Despite significant progress in the management of the HIV virus that causes AIDS, today’s best treatments do not totally eradicate the virus. The virus’ ability to develop resistance to current antiretroviral therapy (ARVT) means the therapy needs to be changed if it is to continue to be effective.

By focusing on the genotype of the virus – information which is inexpensive and easily available – and combining this with clinical information about the patient, researchers behind the EU-funded EuResist project developed new mathematical prediction models.

“In cases where there is a long history of resistance, this is an indicator of death, so it is important to try all the possibilities,” says Francesca Incardona, EuResist’s coordinator. For non-crucial cases, this may help reduce the cost of the therapy, by choosing the right combination of drugs that work for the longest time, she suggests.

EuResist’s key achievement was to combine data from HIV databases in Italy, Sweden and Germany, giving “probably the largest database of its kind in the world”, according to Incardona.

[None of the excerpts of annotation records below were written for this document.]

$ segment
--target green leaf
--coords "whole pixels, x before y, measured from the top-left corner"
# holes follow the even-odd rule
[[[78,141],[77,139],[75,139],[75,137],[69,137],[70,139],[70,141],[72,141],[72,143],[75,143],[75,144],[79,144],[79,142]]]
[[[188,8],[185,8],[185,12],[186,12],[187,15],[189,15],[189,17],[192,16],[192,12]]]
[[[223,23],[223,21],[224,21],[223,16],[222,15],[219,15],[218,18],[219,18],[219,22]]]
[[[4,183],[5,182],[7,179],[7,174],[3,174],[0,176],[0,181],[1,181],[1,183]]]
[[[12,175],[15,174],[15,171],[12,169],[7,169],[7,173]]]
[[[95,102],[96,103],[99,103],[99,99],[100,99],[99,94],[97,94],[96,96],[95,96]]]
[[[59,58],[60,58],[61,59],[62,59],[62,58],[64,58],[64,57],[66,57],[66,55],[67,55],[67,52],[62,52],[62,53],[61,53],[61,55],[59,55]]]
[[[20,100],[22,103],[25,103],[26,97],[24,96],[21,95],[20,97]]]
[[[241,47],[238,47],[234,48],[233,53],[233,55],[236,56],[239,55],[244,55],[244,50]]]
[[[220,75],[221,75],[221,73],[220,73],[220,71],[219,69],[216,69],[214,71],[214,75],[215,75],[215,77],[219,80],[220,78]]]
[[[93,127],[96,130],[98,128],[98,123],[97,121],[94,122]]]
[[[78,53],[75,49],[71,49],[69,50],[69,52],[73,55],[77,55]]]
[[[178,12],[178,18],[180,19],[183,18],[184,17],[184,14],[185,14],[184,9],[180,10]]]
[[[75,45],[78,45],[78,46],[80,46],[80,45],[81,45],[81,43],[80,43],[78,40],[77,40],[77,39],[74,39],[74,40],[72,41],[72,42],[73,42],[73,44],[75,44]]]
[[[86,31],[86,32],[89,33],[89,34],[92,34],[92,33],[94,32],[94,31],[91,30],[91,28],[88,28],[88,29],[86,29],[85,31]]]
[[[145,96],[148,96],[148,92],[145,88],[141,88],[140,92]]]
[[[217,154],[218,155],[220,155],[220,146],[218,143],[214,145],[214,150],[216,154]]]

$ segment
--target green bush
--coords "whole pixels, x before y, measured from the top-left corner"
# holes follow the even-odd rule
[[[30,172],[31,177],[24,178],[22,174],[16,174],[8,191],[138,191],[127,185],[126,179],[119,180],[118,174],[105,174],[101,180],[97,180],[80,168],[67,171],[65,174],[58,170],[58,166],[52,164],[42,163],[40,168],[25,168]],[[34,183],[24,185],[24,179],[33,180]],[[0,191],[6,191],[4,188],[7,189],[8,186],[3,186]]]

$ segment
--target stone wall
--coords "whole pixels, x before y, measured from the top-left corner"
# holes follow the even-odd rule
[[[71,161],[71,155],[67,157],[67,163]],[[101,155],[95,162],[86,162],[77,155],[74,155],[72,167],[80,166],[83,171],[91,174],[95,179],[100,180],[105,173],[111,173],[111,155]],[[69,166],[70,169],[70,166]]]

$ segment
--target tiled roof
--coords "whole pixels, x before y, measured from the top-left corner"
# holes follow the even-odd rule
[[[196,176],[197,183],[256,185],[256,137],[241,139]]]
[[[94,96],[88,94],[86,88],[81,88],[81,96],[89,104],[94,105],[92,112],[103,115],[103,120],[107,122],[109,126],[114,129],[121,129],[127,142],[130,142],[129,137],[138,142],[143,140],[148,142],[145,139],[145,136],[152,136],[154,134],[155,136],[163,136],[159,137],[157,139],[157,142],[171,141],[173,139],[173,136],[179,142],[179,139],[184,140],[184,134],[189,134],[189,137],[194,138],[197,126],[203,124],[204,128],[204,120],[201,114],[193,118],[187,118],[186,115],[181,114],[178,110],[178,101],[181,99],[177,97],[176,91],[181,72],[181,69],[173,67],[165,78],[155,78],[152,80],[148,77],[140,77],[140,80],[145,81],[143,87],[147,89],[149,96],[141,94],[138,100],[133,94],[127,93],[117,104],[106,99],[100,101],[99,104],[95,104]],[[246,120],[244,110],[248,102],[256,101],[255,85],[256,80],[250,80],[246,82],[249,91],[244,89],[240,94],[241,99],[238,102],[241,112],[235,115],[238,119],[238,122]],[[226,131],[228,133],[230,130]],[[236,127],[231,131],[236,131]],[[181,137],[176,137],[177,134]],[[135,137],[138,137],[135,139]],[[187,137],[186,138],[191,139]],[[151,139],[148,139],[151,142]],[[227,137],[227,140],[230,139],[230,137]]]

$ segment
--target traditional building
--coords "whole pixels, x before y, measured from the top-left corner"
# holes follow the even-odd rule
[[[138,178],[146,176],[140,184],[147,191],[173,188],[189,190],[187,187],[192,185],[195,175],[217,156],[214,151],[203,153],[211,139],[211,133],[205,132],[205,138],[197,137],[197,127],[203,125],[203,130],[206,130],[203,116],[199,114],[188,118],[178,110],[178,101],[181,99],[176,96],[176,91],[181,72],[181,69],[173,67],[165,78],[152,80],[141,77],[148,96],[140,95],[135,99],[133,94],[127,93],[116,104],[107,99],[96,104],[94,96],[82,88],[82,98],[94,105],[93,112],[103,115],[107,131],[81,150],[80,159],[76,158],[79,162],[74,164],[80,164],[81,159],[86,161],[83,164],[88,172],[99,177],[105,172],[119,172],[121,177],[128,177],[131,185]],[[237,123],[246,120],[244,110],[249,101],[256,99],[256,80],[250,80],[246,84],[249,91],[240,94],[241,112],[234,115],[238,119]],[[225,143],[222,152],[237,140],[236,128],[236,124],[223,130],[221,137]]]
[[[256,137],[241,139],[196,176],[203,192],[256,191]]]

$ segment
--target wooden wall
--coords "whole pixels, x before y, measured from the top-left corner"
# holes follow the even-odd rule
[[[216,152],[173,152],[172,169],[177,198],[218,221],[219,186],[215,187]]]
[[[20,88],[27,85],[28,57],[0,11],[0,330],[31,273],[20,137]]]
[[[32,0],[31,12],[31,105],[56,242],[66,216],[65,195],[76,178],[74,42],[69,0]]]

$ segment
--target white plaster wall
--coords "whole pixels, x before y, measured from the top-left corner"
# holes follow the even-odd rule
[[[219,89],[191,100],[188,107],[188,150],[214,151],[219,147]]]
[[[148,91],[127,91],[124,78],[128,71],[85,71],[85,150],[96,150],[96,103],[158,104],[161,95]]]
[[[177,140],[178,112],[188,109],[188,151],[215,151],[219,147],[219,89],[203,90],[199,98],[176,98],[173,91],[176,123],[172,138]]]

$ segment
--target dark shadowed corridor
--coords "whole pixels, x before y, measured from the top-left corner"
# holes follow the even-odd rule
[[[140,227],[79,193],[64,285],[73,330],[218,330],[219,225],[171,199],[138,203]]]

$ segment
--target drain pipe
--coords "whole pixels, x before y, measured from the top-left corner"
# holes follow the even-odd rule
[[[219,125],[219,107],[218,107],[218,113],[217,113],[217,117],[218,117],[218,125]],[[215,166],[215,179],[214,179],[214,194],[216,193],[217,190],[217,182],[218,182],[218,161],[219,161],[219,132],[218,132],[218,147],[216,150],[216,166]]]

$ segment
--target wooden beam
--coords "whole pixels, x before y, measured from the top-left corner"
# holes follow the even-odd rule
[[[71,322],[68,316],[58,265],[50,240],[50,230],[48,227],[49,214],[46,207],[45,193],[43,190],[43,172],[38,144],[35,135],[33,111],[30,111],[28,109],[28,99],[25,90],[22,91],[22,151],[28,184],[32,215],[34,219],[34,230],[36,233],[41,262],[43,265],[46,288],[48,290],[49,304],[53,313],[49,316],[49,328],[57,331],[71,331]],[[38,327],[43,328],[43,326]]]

Combining the world’s largest databases and newly created software has given the project the ability to predict how the HIV virus will react in a certain person given a certain combination of drugs. And this performance is better than the current state-of-the-art predictive systems available to medical researchers, says Incardona, who is based at Italian company Informa.

The achievements of EuResist translate into better medicine, lower treatment-related toxicity and cost savings – giving considerable hope to the 40 million people infected with the virus worldwide.

Strength in numbers

Combining the data from the three national databases was the first and probably most important step, suggests Incardona. It was not only a cyber-merger, but a physical merger, too.

All of the information is now located in what the EU researchers claim as the world’s biggest database of AIDS resistance-related information with more than 18,000 patients, 64,000 therapies, and 240,000 viral mode measurements.

With all this data, medical researchers and doctors can now predict what would happen if a patient with a certain type of virus and certain viral load is given a certain combination of ARVT.

Putting the jigsaw together

Accurate and reliable prediction of future responses to treatment is based on three basic pieces of information: A quantification of the viral load, a definition of the viral genotype, and the viral load after eight weeks of treatment.

The researchers then include other information, such as how the virus is transmitted – sexual or via a blood transfusion – the gender of the person, the sexual preference of the person, whether they are drug abusers and other.

Three different but complementary programmes were developed by the project partners. Each uses the same type of mathematical model to classify a given drug combination as successful or unsuccessful, but is fed with different information. In fact, three approaches are used to extract data from the database to account for different aspects of the disease evolution.

So how well do these engines perform? The researchers evaluated them separately (and in combination) and found that EuResist’s model was 76 percent accurate, which was better than the state-of-the-art HIV resistance database at Stanford University, USA.

Compared to the existing systems, which calculate only according to single drugs, the EuResist model can account for combinations of therapies, bringing the results closer to everyday situations.

Sharing the knowledge

The EU-funded project is drawing to a close but the partners are determined to create a legacy. Researchers from the three academic partners – Italy’s University of Siena, Sweden’s Karolinska Institute, and Germany’s Max Planck Institute – together with Informa have created the EuResist Network GEIE, a European not-for-profit organisation.

The aim of the network is to maintain the database and make both it and the predictive programs available to medical researchers and doctors all over the world.

At the centre of this network is a web interface, which Incardona says will be free on the web for the global medical community.

And the potential of the project does not stop with the virus that causes AIDS. The breakthroughs from EuResist may also be applicable to every other type of virus that develops resistance to similar prolonged antiretroviral treatments, like hepatitis B and C.

EuResist received funding from the EU's Sixth Framework Programme for research.